WASHINGTON, DC – Earlier this week the White House accidentally published proof that President Trump’s so-called “big, beautiful bill” increases taxes on low-income earners in order to give cut taxes for the rich.

The White House briefly linked to - and then took down - a document from the Joint Committee on Taxation (JCT), the official nonpartisan committee that analyzes how different income levels will be impacted by new tax laws, after realizing the document showed Trump’s policies would financially harm working families.

That JCT report showed that in 2029, when the permanent effects of the GOP tax plan are felt, Americans making less than $30,000 will actually pay more in taxes under the Trump plan than under current law.  Americans making less than $15,000 would be forced to pay 53 percent more in taxes than they do now as their average tax rate jumps from 3.3 percent to 5.1 percent. Meanwhile, households making over $1 million will pay 6.4 percent less in taxes (totaling an estimated $74 billion collectively), as their average rate falls from 30.8 percent to 28.7 percent.
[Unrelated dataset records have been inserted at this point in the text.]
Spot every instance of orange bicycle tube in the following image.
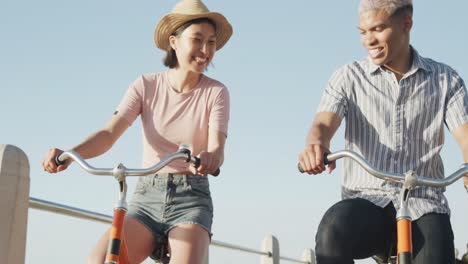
[397,218,413,264]
[105,208,128,264]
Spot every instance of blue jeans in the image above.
[315,198,455,264]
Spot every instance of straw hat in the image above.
[154,0,232,51]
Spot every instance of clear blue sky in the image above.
[0,0,468,264]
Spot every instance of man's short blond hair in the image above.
[359,0,413,15]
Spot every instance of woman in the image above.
[43,0,232,264]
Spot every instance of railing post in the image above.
[301,248,315,264]
[260,235,280,264]
[0,145,29,264]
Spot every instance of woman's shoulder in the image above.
[203,75,227,90]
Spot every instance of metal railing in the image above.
[29,197,315,264]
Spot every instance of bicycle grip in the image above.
[54,152,65,166]
[193,157,221,176]
[297,153,330,173]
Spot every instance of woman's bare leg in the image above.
[169,224,210,264]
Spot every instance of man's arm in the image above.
[299,112,341,174]
[452,123,468,190]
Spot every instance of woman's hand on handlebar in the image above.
[195,151,223,176]
[42,148,72,173]
[299,144,336,174]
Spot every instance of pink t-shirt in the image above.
[117,71,229,173]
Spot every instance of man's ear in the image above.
[403,16,413,33]
[169,35,177,50]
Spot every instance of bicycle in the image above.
[298,150,468,264]
[55,145,220,264]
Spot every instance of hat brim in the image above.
[154,12,232,51]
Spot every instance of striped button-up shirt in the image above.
[318,49,468,219]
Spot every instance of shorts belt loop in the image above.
[167,173,174,182]
[182,175,192,191]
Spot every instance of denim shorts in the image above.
[127,173,213,251]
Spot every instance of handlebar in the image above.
[55,146,220,179]
[298,150,468,188]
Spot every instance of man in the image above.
[299,0,468,264]
[461,244,468,264]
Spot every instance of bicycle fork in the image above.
[396,171,417,264]
[104,179,128,264]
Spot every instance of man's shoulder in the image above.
[418,52,458,75]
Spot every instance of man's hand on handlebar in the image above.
[42,148,72,173]
[299,144,336,174]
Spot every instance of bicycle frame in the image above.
[298,150,468,264]
[56,146,201,264]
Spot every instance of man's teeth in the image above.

Today, U.S. Senator Jack Reed issued the following statement condemning Trump’s partisan tax bill that would raise taxes on the lowest-income Americans while handing six-figure windfalls to the wealthiest 0.1 percent of taxpayers:

“Donald Trump and Congressional Republicans are trying to jam through a Robin Hood in Reverse tax plan that takes from the poor to give to the rich.  The numbers are clear: Trump’s plan will make the rich richer and the poor poorer.  Families struggling to put food on the table will pay more and have less federal support while millionaires and billionaires get a bigger tax windfall.  For people just getting by, and just starting out, it will make it harder for them to afford the American Dream.  It’s going to increase the number of people living paycheck to paycheck, deepen the divide, and exacerbate the wealth gap and financial inequality,” said Reed.

According to USA Today, the top 1 percent of households in the United States own significantly more wealth than the bottom 90 percent.
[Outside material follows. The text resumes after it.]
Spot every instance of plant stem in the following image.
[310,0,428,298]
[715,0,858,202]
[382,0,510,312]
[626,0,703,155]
“The American people want a tax system that is simple, fair, and encourages a strong, resilient, and prosperous economic future.  Instead of directing bigger tax windfalls to the ultra-wealthy as Trump and congressional Republicans want, I believe we must direct targeted relief to working families and help bring down costs for things like health care, housing, and child care in ways that widely benefit the vast majority instead of just the wealthy few,” said Reed.

New analysis from the Yale Budget Lab, a nonpartisan research center, further underscores the JCT’s findings and highlights how skewed the Trump tax bill is in favor of the wealthy at the expense of working families.  The Yale Budget Lab found that nearly 80 percent of the bill’s total benefits would go to just the top 20 percent of earners.

Reed pointed out that the numbers look even worse when factoring in the fact that President Trump and Congressional Republicans are cutting programs like Medicaid and the Supplemental Nutrition Assistance Program (SNAP) to save money and help pay for their tax cuts for the wealthy. When adding the impact of those cuts to low-income families, the benefits of the Trump tax bill become even more skewed towards the richest Americans.

The New York Times reports that economists at the Penn Wharton Budget Model “found that many Americans who make less than $51,000 a year would see their after-tax income fall as a result of the Republican proposal beginning in 2026.”

Trump and Congressional Republicans are continuing to modify their bill which also currently cuts hundreds of millions from Medicaid, SNAP and other popular programs.